In the first chapter of his book, The Homely Virtues, he writes an excellent chapter on the nobility of the ordinary. For many people - Christian and non-believers - nobility and greatness are achieved through public notoriety and extraordinary personal achievements. People become great when they do great things. The ordinary life is not something to be celebrated. I've never agreed with that position and I have tried to find a writer who could express that position's anti-thesis clearly and with compassion. I think John Watson is that person.
I'm going to take a few posts to share with you some of what he wrote in The Homely Virtues. At a later date, I will share the homely virtues with you along with Watson's descriptions of each. For now, I just want to focus on this aspect of his thought: the nobility of the ordinary.
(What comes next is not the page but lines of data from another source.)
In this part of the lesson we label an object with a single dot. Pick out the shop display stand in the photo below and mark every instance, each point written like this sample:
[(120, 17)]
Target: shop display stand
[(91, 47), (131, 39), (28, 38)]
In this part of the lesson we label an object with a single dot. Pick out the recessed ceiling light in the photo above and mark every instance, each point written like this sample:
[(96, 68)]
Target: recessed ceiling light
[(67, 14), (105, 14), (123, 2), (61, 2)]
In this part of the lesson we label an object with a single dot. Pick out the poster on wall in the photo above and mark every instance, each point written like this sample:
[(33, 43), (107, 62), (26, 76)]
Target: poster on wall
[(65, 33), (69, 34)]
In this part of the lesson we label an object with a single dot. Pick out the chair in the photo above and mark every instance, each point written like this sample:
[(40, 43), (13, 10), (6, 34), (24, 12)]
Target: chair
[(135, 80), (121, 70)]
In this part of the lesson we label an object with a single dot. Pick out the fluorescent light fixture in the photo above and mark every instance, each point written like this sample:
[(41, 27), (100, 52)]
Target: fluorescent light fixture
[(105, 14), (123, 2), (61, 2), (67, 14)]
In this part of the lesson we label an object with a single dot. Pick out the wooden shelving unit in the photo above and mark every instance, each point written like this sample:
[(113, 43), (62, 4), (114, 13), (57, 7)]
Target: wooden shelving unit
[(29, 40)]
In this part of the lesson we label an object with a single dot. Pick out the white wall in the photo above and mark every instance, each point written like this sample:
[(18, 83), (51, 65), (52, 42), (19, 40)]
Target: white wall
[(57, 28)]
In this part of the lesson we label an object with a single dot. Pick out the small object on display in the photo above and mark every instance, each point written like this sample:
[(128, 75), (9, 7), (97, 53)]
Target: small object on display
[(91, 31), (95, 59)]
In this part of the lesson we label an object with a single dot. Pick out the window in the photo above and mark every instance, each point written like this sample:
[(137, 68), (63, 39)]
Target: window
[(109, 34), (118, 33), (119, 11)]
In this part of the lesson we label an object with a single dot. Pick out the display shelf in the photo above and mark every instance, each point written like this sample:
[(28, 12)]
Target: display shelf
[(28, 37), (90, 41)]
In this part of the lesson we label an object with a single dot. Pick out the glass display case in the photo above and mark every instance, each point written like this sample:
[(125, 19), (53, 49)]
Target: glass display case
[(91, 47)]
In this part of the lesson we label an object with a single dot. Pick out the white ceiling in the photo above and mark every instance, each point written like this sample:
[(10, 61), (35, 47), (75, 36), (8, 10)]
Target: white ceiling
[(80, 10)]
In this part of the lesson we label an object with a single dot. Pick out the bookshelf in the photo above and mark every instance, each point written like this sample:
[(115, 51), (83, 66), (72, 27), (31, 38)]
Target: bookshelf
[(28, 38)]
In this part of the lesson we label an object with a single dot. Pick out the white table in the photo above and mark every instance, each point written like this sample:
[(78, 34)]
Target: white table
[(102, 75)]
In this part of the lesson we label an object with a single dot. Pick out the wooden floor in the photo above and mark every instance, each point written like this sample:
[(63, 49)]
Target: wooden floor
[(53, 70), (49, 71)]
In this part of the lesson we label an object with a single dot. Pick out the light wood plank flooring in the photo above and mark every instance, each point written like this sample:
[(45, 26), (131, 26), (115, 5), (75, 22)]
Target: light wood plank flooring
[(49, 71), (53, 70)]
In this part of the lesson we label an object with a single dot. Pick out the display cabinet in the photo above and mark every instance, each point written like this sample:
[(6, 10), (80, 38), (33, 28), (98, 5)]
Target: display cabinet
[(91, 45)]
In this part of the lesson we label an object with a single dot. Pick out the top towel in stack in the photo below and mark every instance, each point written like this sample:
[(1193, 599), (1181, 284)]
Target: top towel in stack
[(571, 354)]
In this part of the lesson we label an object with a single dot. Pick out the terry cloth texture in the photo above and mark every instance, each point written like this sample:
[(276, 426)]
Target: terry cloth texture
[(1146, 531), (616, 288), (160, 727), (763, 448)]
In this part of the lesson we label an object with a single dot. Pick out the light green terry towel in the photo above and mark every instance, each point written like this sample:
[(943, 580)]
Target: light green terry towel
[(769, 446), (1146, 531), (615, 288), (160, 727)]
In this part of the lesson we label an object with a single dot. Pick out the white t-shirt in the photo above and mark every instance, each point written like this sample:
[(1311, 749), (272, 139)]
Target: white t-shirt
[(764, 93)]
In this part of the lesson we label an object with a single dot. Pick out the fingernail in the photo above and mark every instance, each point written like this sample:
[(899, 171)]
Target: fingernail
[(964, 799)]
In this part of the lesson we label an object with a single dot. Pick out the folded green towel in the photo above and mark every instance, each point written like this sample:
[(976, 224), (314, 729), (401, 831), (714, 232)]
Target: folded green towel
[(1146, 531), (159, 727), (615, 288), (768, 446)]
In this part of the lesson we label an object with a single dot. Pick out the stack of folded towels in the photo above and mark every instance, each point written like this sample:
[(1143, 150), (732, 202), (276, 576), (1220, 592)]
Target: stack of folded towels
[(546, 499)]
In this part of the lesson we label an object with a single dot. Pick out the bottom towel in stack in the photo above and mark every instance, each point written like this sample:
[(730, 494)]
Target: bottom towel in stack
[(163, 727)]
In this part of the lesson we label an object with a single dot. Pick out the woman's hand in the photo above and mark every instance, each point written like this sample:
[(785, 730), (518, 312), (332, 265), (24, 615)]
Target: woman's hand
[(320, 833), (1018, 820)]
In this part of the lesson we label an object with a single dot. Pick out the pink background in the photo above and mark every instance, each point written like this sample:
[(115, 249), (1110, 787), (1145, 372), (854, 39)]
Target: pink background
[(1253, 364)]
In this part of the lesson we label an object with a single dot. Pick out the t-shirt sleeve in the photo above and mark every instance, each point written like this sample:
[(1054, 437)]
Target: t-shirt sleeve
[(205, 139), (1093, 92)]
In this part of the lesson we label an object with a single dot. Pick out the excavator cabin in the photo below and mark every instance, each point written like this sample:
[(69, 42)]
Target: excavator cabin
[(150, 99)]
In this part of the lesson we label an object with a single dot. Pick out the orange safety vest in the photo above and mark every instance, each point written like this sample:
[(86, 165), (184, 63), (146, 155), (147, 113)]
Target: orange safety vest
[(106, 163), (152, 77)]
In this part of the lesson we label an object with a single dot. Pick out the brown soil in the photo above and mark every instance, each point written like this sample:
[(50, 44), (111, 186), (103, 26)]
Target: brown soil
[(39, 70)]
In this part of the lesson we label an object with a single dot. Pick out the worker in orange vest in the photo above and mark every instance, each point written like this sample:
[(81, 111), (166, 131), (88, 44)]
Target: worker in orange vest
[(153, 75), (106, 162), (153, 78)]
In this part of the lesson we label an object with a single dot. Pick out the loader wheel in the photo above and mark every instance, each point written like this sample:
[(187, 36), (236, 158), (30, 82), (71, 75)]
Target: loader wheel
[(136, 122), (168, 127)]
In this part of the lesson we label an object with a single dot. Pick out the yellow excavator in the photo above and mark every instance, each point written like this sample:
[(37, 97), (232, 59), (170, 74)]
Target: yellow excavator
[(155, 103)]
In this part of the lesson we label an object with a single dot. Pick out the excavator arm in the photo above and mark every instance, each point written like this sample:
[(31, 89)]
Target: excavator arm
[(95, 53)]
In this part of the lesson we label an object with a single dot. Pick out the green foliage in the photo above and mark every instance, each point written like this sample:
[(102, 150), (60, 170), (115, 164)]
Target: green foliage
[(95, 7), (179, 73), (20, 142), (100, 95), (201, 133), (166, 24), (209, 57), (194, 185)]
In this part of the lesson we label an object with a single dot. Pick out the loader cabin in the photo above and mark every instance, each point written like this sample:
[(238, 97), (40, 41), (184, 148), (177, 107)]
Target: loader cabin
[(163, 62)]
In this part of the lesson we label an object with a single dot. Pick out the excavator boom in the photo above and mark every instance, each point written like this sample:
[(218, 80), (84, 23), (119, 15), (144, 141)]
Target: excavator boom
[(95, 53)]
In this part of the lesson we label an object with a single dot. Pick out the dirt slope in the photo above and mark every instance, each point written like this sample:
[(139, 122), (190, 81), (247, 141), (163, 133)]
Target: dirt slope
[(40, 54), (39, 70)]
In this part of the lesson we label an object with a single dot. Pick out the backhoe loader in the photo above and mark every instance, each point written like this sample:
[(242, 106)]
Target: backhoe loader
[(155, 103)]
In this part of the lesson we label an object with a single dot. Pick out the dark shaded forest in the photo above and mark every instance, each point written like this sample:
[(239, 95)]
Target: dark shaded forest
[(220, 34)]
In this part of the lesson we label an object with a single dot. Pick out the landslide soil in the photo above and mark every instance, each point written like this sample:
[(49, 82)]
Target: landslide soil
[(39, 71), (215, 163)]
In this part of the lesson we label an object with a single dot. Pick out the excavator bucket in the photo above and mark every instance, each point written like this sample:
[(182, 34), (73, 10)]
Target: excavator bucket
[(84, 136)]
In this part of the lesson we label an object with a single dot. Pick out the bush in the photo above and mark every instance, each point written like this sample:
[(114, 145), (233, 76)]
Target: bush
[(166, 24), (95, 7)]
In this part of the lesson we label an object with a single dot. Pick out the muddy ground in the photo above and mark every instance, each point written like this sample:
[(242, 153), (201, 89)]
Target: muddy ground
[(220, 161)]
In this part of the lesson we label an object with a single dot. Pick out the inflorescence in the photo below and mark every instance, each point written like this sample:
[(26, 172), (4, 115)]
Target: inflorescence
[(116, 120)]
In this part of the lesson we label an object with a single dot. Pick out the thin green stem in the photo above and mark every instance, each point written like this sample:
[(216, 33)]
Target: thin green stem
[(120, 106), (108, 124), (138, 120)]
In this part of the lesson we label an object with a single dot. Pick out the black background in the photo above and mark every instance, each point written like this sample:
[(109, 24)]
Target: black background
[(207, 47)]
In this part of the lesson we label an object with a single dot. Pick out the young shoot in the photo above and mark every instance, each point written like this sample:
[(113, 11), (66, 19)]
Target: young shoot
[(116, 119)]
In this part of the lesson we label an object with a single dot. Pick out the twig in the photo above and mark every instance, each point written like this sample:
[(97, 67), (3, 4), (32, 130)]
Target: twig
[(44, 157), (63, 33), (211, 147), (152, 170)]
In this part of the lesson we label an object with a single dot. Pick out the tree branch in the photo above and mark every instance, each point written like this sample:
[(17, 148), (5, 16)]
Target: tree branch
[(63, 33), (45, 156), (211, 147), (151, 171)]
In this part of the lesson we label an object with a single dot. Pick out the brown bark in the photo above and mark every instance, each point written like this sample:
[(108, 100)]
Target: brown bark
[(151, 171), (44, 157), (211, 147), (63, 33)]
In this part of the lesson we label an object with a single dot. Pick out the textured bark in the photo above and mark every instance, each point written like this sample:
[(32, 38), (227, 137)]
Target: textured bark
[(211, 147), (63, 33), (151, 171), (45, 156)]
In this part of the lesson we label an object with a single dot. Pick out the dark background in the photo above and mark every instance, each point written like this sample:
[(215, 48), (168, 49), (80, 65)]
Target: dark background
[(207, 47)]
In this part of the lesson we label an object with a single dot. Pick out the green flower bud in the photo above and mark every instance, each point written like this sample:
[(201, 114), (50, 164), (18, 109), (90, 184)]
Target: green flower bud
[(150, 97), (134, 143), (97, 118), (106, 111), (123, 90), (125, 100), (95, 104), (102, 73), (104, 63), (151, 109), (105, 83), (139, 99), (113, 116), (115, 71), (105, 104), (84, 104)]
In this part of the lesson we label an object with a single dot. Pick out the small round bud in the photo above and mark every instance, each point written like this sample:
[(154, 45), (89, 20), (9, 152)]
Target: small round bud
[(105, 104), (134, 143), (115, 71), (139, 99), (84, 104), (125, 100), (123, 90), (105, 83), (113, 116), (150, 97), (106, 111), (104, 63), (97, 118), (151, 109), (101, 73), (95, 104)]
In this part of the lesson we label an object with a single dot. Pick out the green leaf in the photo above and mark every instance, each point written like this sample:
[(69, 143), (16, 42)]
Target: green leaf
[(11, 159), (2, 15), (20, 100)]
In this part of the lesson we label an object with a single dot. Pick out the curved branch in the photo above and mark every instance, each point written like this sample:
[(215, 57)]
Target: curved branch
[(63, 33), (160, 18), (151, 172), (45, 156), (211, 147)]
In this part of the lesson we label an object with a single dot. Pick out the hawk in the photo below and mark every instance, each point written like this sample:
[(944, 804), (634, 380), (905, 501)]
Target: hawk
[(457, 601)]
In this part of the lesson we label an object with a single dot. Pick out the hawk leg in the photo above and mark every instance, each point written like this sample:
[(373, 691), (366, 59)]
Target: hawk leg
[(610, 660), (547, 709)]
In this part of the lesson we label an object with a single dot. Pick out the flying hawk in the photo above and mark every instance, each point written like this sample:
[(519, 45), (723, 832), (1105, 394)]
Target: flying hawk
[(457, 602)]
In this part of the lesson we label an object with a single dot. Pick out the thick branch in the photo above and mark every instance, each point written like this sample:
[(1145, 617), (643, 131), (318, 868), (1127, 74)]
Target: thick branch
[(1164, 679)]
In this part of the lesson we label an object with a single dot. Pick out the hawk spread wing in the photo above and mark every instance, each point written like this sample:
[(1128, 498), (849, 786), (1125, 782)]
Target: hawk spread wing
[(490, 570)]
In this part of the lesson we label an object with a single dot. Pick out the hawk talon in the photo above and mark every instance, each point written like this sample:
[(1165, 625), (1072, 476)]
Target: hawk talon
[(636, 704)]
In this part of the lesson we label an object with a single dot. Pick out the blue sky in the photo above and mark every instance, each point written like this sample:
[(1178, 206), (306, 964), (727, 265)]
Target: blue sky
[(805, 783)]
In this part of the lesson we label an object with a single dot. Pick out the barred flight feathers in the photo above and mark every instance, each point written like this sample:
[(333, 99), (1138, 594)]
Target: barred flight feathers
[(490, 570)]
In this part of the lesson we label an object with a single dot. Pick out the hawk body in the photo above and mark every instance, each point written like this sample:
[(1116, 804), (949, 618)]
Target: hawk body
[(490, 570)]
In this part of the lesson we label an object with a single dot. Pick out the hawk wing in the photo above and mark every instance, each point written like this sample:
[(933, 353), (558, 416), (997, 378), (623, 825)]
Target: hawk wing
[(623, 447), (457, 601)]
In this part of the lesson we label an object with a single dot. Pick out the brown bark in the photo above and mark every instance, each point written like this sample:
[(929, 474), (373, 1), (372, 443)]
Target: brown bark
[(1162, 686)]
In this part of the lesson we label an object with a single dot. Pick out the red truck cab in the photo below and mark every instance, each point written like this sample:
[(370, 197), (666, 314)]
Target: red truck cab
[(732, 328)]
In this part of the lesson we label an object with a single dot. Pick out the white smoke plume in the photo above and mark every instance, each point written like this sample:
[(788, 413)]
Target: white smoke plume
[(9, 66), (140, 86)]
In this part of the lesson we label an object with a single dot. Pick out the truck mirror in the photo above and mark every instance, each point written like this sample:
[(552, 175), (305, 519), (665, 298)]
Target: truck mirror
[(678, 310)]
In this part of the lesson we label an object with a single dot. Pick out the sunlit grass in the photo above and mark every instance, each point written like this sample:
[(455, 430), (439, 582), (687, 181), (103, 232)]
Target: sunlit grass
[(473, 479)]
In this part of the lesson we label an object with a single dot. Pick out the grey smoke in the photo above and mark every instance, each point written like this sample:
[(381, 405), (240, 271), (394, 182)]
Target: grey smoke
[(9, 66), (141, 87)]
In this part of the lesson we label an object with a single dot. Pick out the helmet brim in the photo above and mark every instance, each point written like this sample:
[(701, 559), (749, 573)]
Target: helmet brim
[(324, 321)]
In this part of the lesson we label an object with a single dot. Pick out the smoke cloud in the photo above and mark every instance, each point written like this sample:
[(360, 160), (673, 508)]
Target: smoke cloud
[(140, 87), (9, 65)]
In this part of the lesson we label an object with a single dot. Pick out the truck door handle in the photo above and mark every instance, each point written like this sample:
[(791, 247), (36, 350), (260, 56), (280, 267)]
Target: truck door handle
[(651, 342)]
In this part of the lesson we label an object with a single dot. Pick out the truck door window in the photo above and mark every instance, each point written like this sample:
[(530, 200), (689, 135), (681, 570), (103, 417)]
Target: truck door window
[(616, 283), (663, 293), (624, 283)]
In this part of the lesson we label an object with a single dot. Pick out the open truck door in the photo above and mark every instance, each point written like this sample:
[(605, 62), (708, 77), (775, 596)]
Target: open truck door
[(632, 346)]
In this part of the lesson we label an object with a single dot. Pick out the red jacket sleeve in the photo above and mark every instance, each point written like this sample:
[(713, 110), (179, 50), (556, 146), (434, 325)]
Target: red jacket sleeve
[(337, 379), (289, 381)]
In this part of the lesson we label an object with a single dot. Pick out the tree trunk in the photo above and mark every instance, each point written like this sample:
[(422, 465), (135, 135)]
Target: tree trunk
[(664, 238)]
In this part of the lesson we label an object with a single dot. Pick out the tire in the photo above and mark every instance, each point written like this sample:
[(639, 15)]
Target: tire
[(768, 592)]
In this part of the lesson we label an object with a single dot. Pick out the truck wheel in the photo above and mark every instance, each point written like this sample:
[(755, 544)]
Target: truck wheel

Here's a brief introduction:
It sometimes occurs to one that as there are so many philanthropic societies in our day and another would make no great difference, it might be useful, as well as kindly, to establish a society for the protection of ordinary people. Its subjects would be all persons above the age of twenty-one who had never written a book, nor a magazine article, nor a pamphlet, nor a letter to The Times; who had never stood for Parliament, nor addressed a political meeting, nor taken the chair at a charitable gathering, nor moved a vote of thanks to a speaker; who do not hold any view entirely their own on the doctrine of the Christian Church, or the origin of the Bible, or the relation of the sexes, or the division of property; who are not distinguished players at anything, nor brilliant conversationalists, nor wickedly sarcastic, nor unprinted poets—persons, in fact, who do their daily duty, and pay their debts, and act a neighbour's part, and speak about the weather, and go to Church; persons who are not original nor brilliant nor erratic, who are neither inventors nor reformers nor cranks, nor anything else except law-abiding, tax-paying, housekeeping, kind-hearted citizens - commonplace people.Sound like anybody you know?